Agriculture is the clearest expression of this integrated approach. Katsina’s future depends on the land’s productivity and the dignity of its farmers. Since 2023, the administration has treated agriculture not as seasonal charity but as a platform for food security, jobs, and rural prosperity. It began with baseline reviews across all 34 local government areas, irrigation assessments in the Katsina, Daura, and Funtua zones, dam evaluations, farmer consultations, extension worker deployment, and reforms to input distribution. The aim: remove corrupt middlemen, register farmers digitally, revive assets like the Songhai Farm in Dutsin-Ma, and create policies for youth agribusiness and climate-smart farming.

That preparatory work has now moved to implementation. Farmers have received power tillers, tractors, solar pumps, fertiliser, improved seeds, herbicides, and pesticides. The irrigation programme, with tube wells, dredgers, and dam rehabilitation, has strengthened dry-season farming and reduced dependence on rain-fed agriculture. The youth agribusiness programme offers trainees start-up support and recognises that agriculture must appeal to young people. Mechanisation centres, women-focused interventions, agro-processing initiatives, and the KASPA digital platform show Katsina is seeking to build an agricultural value chain, not just distribute inputs.

The 2026 consolidation, including ward- and polling-unit-based fertiliser distribution, aims to bring support closer to real farmers. In a country where programs are often hijacked before reaching beneficiaries, this matters. Sustained transparency, published beneficiary data, yield monitoring and impact tracking could make Katsina a model for agricultural reform in rural areas.

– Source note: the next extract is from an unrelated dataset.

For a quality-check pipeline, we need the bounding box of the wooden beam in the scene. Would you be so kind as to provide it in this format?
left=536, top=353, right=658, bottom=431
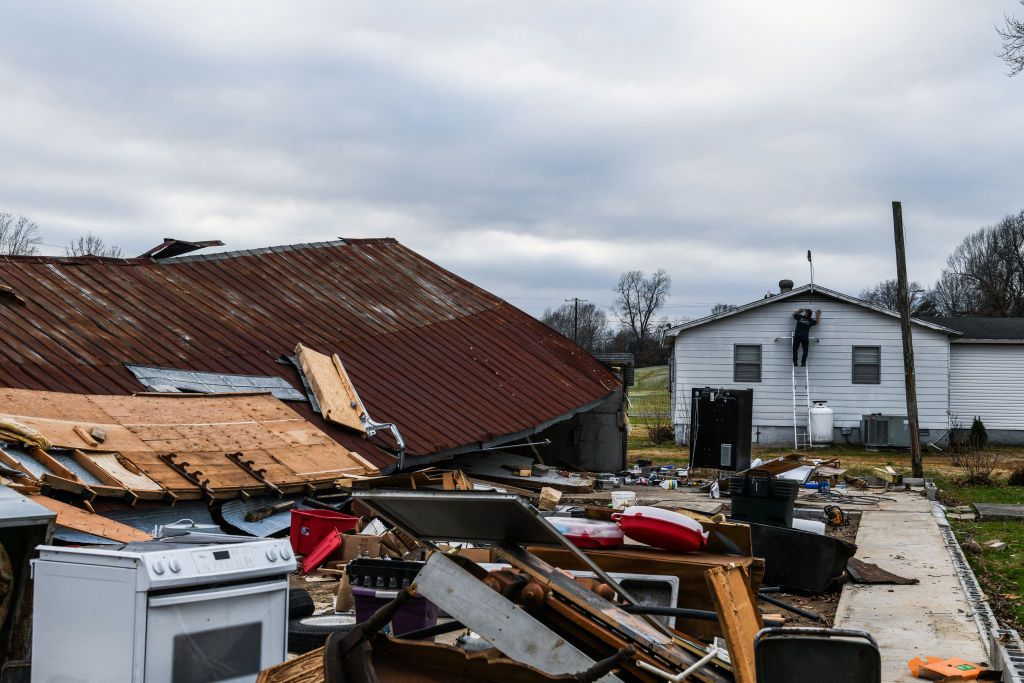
left=31, top=496, right=153, bottom=543
left=893, top=202, right=925, bottom=477
left=705, top=564, right=762, bottom=683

Education is the second major pillar. No state can escape poverty by neglecting classrooms. Katsina’s history of educational disadvantage makes schooling central to its agenda. Radda’s background as an educationist brings coherence to reform. An investment of over ₦120 billion — about a quarter of the annual budget — shows that education is seen not as a token but as the foundation for mobility and competitiveness.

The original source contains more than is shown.